Only months later did she realize, in alarm, that she was going to be a mother. She immediately decided to get rid of the unwanted child. She didn’t want to bring another monstrosity like herself into the world! No other innocent child should suffer as she had suffered herself. Better to kill it at once, get rid of it, bury it. For the next few weeks she avoided going to town so that no one would notice her condition, and as her pregnancy went on she dug a deep pit beside the compost heap ahead of time. She would bury the child there as soon as it was born, she thought; who would ever know? No one came into these woods.
One May night her pains began, so suddenly and savagely that she lay writhing on the floor, groaning as hot claws tore at her inside, and had no time to find a light. She bit her lips until they bled. Alone, helpless and in agony, she bore her child on the bare floor like an animal. She had just enough strength left afterwards to drag herself to her bed, where she collapsed, exhausted, in a wet and bleeding heap, and slept until it was day. Waking up when it grew light, she remembered what had happened, and the thought of what she must do now immediately came back into her mind. She hoped she wouldn’t have to kill the brat, she hoped it was dead already. She listened. And then, very faintly, she heard a thin sound, a squeaking sound on the floor. She dragged herself over to it; the child was still alive. She felt it with a shaking hand: first the forehead, then the tiny ears, the chin, the nose, and she trembled worse than ever. It was a wild yet at the same time pleasant feeling, for an extraordinary thing had happened—the baby was well-formed.

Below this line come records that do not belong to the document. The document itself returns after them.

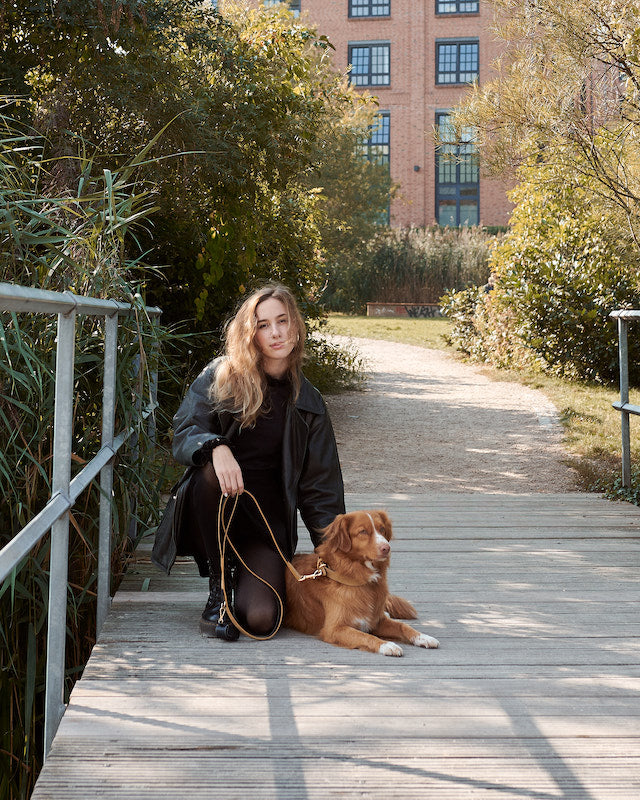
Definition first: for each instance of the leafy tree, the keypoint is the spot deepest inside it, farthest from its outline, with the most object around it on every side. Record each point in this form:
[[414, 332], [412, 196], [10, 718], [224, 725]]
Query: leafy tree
[[566, 94], [562, 268], [257, 116]]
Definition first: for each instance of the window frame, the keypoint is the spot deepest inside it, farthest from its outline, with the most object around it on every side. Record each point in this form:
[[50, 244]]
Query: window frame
[[459, 185], [377, 130], [370, 5], [288, 3], [460, 42], [370, 45], [457, 10]]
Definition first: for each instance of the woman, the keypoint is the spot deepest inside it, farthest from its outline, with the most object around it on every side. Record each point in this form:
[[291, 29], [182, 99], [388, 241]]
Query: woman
[[251, 420]]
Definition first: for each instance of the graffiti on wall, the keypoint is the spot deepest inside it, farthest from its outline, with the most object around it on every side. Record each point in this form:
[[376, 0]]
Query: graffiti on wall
[[416, 310]]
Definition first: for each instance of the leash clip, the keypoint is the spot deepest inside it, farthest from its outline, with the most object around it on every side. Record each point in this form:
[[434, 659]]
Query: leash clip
[[320, 571]]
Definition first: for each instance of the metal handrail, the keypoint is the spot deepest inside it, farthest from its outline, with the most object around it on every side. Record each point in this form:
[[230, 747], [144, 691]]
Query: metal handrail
[[54, 516], [624, 316]]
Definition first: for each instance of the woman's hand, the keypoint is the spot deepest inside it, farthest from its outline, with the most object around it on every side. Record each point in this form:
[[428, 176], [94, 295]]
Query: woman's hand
[[227, 470]]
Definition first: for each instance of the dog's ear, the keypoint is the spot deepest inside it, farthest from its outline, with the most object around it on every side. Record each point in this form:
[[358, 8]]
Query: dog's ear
[[337, 534], [385, 519]]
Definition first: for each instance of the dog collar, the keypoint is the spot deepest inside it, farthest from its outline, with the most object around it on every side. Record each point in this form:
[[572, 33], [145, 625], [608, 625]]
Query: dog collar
[[324, 571]]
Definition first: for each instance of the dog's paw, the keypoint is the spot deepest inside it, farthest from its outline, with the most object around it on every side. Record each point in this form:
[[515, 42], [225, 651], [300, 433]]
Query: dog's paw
[[422, 640], [390, 649]]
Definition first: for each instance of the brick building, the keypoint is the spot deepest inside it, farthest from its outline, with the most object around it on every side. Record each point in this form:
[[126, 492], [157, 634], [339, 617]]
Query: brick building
[[418, 57]]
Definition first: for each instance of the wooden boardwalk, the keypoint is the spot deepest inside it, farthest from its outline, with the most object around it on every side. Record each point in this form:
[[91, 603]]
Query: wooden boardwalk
[[534, 693]]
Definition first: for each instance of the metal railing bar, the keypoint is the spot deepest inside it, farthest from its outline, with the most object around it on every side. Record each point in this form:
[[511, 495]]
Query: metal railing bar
[[54, 517], [24, 298], [106, 473], [624, 317], [37, 528], [59, 558], [625, 313], [628, 408], [13, 552]]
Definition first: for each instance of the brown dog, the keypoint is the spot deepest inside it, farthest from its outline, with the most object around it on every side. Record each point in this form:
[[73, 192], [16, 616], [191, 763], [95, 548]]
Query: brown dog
[[349, 603]]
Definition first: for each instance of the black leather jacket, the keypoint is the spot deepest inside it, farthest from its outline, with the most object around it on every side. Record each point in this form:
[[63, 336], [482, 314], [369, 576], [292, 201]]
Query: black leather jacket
[[312, 478]]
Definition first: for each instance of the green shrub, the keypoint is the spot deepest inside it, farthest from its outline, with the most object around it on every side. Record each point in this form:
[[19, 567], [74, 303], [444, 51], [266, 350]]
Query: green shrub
[[563, 267]]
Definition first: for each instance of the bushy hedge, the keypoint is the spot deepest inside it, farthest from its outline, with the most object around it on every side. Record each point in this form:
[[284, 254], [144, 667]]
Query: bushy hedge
[[411, 265], [562, 268]]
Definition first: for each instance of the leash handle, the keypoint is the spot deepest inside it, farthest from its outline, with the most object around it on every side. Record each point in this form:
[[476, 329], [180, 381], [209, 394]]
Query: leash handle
[[223, 540]]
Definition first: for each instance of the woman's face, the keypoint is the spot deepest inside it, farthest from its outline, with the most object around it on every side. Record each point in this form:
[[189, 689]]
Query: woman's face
[[274, 336]]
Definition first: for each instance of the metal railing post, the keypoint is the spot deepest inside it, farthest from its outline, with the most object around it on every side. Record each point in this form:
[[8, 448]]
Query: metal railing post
[[623, 352], [106, 473], [58, 570]]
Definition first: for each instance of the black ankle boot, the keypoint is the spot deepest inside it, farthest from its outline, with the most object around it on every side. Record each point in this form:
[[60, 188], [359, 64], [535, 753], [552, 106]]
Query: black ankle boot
[[212, 609], [211, 625]]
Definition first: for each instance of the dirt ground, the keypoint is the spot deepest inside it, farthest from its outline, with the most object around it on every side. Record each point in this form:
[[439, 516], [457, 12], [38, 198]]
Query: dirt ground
[[428, 422]]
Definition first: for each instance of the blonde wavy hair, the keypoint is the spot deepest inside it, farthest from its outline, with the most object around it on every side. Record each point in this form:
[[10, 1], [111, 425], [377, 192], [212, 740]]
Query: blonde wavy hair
[[240, 382]]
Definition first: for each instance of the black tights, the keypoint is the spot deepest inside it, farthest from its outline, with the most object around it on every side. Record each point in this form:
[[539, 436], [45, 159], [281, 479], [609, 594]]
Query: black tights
[[256, 606]]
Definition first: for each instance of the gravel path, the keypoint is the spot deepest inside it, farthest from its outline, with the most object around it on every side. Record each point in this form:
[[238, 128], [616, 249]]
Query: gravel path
[[428, 422]]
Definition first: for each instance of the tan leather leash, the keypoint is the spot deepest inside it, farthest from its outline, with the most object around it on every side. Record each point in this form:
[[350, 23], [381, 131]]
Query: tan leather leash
[[322, 570]]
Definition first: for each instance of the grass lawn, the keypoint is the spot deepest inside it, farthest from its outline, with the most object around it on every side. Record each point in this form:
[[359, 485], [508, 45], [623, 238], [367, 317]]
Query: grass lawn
[[423, 332], [592, 426]]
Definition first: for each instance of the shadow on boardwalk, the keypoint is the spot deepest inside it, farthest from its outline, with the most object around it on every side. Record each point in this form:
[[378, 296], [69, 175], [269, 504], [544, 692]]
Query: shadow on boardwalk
[[534, 693]]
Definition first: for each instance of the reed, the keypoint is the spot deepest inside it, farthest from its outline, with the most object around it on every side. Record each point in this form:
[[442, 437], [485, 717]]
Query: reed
[[80, 240]]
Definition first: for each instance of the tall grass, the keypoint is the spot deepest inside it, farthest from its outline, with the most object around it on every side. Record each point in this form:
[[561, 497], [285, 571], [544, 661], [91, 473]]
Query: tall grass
[[78, 240], [412, 265]]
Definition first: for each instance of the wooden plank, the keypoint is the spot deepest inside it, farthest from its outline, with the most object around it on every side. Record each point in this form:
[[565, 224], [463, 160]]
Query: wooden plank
[[534, 692]]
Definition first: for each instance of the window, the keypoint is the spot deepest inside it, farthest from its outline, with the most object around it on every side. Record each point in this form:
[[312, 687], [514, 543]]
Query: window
[[457, 6], [294, 5], [457, 176], [376, 147], [457, 62], [369, 8], [370, 64]]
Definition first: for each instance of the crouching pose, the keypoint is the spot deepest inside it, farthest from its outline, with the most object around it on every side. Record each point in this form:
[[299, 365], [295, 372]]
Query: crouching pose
[[251, 421]]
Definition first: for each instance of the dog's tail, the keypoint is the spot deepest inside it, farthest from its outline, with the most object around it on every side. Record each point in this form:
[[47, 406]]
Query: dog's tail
[[399, 608]]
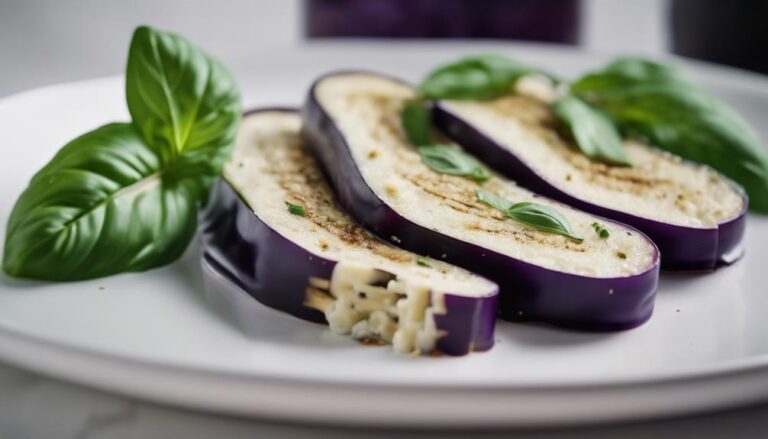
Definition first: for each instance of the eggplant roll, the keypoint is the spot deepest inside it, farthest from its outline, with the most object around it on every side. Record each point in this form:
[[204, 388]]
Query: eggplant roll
[[274, 228], [352, 121], [696, 216]]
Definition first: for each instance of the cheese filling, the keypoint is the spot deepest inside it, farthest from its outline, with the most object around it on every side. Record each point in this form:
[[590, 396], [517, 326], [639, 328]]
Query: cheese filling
[[377, 293], [367, 108], [376, 306], [658, 185]]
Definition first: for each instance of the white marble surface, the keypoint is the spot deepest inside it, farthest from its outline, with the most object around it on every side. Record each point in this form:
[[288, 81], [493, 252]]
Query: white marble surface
[[42, 41], [35, 407]]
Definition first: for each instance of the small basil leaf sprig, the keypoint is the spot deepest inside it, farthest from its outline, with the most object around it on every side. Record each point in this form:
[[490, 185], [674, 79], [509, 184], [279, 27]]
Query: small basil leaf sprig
[[477, 77], [594, 132], [441, 158], [656, 103], [124, 196], [541, 217], [415, 118]]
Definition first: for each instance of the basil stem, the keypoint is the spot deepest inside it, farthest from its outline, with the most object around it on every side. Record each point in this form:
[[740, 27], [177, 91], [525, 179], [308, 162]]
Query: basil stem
[[449, 160], [659, 105], [481, 77], [593, 131], [544, 218]]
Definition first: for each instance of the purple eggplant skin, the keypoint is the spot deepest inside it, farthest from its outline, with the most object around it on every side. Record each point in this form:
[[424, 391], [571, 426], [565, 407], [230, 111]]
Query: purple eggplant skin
[[528, 292], [682, 248], [275, 271]]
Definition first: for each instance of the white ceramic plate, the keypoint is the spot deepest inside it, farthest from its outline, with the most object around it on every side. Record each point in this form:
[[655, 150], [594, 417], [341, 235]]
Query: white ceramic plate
[[154, 336]]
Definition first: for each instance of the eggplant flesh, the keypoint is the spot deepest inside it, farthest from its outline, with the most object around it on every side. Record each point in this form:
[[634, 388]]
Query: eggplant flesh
[[314, 262], [352, 121], [696, 216]]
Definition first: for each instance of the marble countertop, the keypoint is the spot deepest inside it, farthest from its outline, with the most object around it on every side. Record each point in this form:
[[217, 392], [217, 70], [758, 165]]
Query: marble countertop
[[33, 406]]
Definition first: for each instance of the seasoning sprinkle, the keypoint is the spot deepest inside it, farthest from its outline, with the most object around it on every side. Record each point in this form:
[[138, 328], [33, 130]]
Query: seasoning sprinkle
[[601, 230], [423, 262], [295, 209]]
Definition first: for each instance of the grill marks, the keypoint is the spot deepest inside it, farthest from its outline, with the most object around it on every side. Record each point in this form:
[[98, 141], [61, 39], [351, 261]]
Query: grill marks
[[292, 167], [458, 193], [643, 179]]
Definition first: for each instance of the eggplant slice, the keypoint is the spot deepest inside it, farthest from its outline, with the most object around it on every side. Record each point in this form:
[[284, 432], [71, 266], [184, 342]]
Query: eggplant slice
[[317, 264], [696, 216], [352, 120]]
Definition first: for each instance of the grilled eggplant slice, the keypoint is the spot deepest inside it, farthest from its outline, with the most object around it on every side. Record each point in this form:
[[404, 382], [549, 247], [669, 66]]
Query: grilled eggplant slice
[[696, 216], [274, 228], [352, 121]]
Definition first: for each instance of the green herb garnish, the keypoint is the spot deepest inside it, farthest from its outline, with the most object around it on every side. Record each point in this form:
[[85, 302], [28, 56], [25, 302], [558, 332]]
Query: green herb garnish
[[594, 132], [124, 197], [656, 103], [423, 262], [601, 230], [544, 218], [449, 160], [296, 209]]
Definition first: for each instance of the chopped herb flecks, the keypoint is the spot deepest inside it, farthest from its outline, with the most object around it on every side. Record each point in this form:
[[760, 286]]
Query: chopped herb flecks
[[295, 209], [601, 230], [544, 218]]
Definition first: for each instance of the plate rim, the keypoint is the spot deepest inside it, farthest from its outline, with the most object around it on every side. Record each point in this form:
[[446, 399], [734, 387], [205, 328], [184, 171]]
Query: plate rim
[[755, 366]]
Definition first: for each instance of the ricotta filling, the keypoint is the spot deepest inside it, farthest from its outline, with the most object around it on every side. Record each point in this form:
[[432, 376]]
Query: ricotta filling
[[366, 108], [377, 293], [658, 185], [376, 306]]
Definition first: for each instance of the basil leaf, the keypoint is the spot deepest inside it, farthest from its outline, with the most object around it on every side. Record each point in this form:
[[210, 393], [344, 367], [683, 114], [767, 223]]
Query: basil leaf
[[485, 76], [100, 207], [448, 160], [544, 218], [185, 103], [594, 132], [416, 123], [680, 117], [627, 71]]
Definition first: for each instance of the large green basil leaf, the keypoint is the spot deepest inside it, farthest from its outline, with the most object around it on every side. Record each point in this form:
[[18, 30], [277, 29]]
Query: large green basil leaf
[[627, 71], [485, 76], [539, 216], [673, 114], [102, 206], [185, 103], [594, 133]]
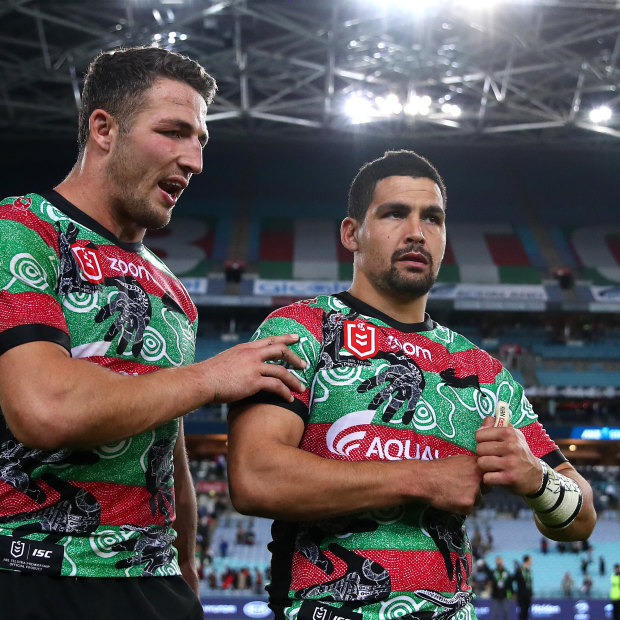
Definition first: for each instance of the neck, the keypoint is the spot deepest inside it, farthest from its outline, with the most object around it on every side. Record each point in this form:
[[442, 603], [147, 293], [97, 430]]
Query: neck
[[87, 190], [401, 309]]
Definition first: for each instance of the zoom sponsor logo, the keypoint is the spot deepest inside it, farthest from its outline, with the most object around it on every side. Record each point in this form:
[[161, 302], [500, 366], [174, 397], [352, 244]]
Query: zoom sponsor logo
[[256, 609], [345, 438], [137, 271]]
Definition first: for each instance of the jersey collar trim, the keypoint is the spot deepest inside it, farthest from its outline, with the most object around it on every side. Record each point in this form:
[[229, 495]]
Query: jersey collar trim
[[68, 208], [363, 308]]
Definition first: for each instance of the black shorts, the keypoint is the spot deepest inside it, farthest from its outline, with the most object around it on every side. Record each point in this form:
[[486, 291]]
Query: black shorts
[[42, 597]]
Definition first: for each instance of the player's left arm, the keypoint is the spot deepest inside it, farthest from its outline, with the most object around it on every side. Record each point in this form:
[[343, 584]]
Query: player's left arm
[[186, 513], [560, 497]]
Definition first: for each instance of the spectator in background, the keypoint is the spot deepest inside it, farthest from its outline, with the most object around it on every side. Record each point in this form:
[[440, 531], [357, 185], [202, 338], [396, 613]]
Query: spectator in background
[[567, 585], [586, 587], [482, 579], [522, 579], [614, 593], [501, 591]]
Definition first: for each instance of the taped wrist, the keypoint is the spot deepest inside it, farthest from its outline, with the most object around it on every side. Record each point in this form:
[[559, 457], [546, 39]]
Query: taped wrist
[[558, 501]]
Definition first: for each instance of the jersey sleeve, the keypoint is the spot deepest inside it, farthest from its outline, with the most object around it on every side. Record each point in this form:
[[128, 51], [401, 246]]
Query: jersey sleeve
[[30, 309], [306, 321]]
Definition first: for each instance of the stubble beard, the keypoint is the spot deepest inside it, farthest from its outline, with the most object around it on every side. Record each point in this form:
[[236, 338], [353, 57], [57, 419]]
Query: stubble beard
[[409, 285], [412, 287], [125, 176]]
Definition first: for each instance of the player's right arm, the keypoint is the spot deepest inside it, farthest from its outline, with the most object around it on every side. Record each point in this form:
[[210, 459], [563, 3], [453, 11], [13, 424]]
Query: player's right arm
[[270, 476], [51, 401]]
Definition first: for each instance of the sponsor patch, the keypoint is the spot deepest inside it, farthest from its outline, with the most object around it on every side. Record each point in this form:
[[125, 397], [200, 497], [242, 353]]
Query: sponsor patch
[[30, 556], [314, 610], [360, 339], [89, 263]]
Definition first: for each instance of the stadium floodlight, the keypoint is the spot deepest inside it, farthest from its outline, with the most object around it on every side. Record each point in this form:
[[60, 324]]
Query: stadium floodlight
[[418, 105], [359, 108], [601, 114]]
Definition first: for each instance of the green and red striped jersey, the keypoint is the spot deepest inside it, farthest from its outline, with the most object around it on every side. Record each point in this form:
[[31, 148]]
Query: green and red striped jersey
[[107, 511], [383, 390]]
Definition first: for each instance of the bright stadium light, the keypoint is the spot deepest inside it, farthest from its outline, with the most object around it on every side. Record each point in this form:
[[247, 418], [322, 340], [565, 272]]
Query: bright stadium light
[[451, 109], [386, 106], [418, 105], [602, 114], [358, 107]]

She, the monstrosity, had brought a real, pure, healthy child into the world. The curse had run its course. In amazement, she stared at the pink little thing. The child looked fair, she even thought beautiful, he was a little boy, not a death’s head but made like other human beings, and a tiny smile was just forming on his tadpole of a mouth. She no longer had the strength to do what she had meant to do; she picked up the faintly breathing little creature and put it to her breast.